College Roomies from Hell!!! for Thursday, September 5, 2002 [[Roger, in werecoyote form, watches Marsha's back as she picks off robots]] / Marsha: Well, I ran out of bullets, but I think we're done here! / Roger: Yeah, but we still... *sniff sniff*... damn. / Roger: Smells like... evil teen spirit... / [[In a wider frame, we see that Steve and Waldo surround Marsha and Roger. Waldo holds a beach-ball sized plasma ball. Steve is casually tossing a softball-sized plasma ball in his right hand.]] / Steve: Hey, look, Waldo. Someone left the kennel door open! / Roger: Eh... stay behind me, Marsha. / Marsha: I don't see how THAT is supposed to help. / Waldo: Heheheh... / Roger: It doesn't help, but I just don't want their balls zapping by butt. / Marsha: Well, when you put it like THAT...
College Roomies from Hell!!! for Friday, September 6, 2002 [[Meanwhile, back in the elevator shaft, Mike wrestles with Satan (literally).]] / April: [[off-panel]] What did you just call me??? / Mike: ENGH! You heard me!
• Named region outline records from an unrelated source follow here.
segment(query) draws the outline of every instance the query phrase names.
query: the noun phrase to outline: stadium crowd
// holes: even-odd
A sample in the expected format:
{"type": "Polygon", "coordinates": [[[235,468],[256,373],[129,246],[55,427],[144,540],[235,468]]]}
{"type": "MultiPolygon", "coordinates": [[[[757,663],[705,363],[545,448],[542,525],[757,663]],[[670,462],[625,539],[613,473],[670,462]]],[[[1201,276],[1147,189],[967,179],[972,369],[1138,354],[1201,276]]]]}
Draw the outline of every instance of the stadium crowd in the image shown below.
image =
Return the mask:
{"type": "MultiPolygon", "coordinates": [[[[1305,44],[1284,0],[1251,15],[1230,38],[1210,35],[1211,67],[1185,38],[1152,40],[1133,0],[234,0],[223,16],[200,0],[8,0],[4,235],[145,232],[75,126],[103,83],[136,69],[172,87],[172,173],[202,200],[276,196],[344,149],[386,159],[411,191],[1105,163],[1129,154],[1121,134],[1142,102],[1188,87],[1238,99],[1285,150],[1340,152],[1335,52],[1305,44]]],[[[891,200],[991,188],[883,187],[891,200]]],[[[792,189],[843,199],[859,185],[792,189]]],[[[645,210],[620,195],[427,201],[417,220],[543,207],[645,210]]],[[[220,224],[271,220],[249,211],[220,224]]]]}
And double THAT! / Mike: MPHH! I HATE you all! You're idiots! There, now go do what I say before I get REALLY mad! / April: Mike... I'm not that easy to manipulate, c'mon. I know you're trying to make me hate you, but it ain't gonna happen. / April: I mean, you're a jerk, we all know that. But even if, if we can never, well, you know... because Marsha would never forgive us... I can't let you die like this. / Mike: Say... WHAT??? / Satan: AH-HAAH!